A young boy in the pediatric department asked for a toy from the toy box using his first language, Spanish. The large male nurse loudly stated that he would not give the boy any toys while he was speaking ‘a foreign language’. ‘No, when you stop talking in that language and ask me properly in English, then I’ll give it to you’.

  • What lessons did the child learn about the world in this one small exchange?

  • What underlying message does the young boy get about his own language and identity?

  • What did he learn about power?

  • What colonizing strategy is evident in the nurse’s response?

  • How might this scene be made more culturally safe for all participants?

  • Who is in the best position to change practice?

Conclusion

In this chapter, we discussed relevant terminology and asked the reader to investigate locally appropriate terminologies.
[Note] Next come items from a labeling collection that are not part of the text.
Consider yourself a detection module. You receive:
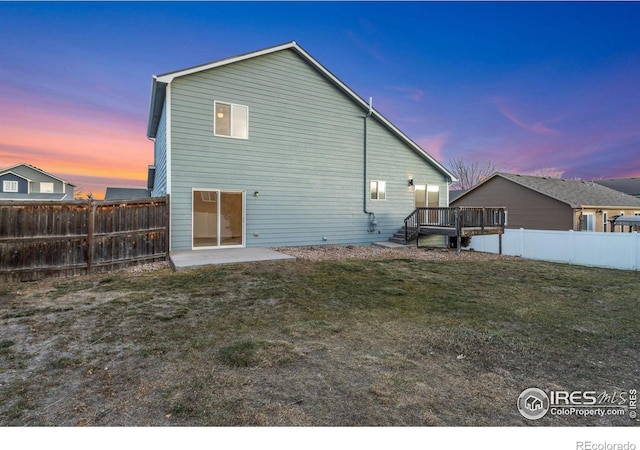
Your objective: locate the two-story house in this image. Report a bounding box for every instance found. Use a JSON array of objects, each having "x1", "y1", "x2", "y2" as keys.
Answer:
[{"x1": 147, "y1": 42, "x2": 454, "y2": 250}]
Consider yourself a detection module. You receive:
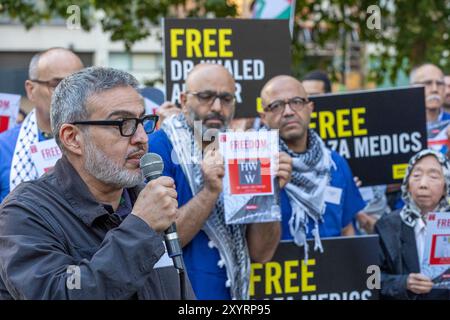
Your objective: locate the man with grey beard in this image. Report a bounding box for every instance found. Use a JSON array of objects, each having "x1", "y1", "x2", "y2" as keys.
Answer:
[{"x1": 0, "y1": 67, "x2": 194, "y2": 299}]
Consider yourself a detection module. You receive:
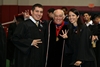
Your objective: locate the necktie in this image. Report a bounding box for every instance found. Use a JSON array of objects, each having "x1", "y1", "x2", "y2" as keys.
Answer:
[{"x1": 36, "y1": 21, "x2": 39, "y2": 27}]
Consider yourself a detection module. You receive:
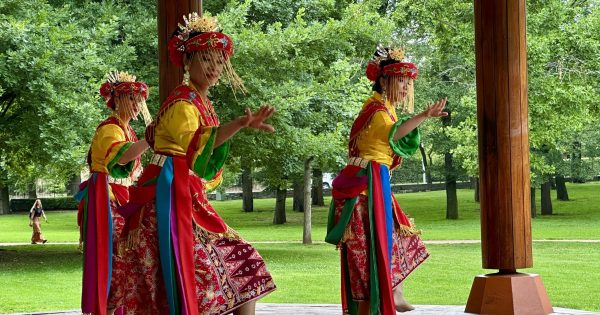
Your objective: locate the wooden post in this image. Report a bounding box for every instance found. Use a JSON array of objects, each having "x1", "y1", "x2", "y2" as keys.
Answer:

We also sought to examine the relevance of identities to individual practice. We discussed rationales for studying the impacts of colonization on health and outlined some strategies for decolonizing practice.

Some key cultural safety principles have already emerged:

  • Simply ask how someone wants to be addressed; respect how they choose to identify without questioning, assuming, or stereotyping.

  • Consider the influence of history and decolonize practice by not continuing to impose and disempower individuals or make assumptions.

  • Reflect on your use of language and terminology. Identify the origins of terminology and acceptability in the local context.

  • Think about who has power when different terminology is used or when it is assumed, and who makes the assumptions.

These principles are applicable to working with anyone of a different cultural background to yourself. One assumption that is probably safe to make is that, as a professional providing services, everyone you are working with is different to you. Culture can be generational, social, religious, or any difference that exists between you and the client or recipient of care. The following chapters will present an argument for the use of cultural safety as an underlying philosophical approach to health and human services.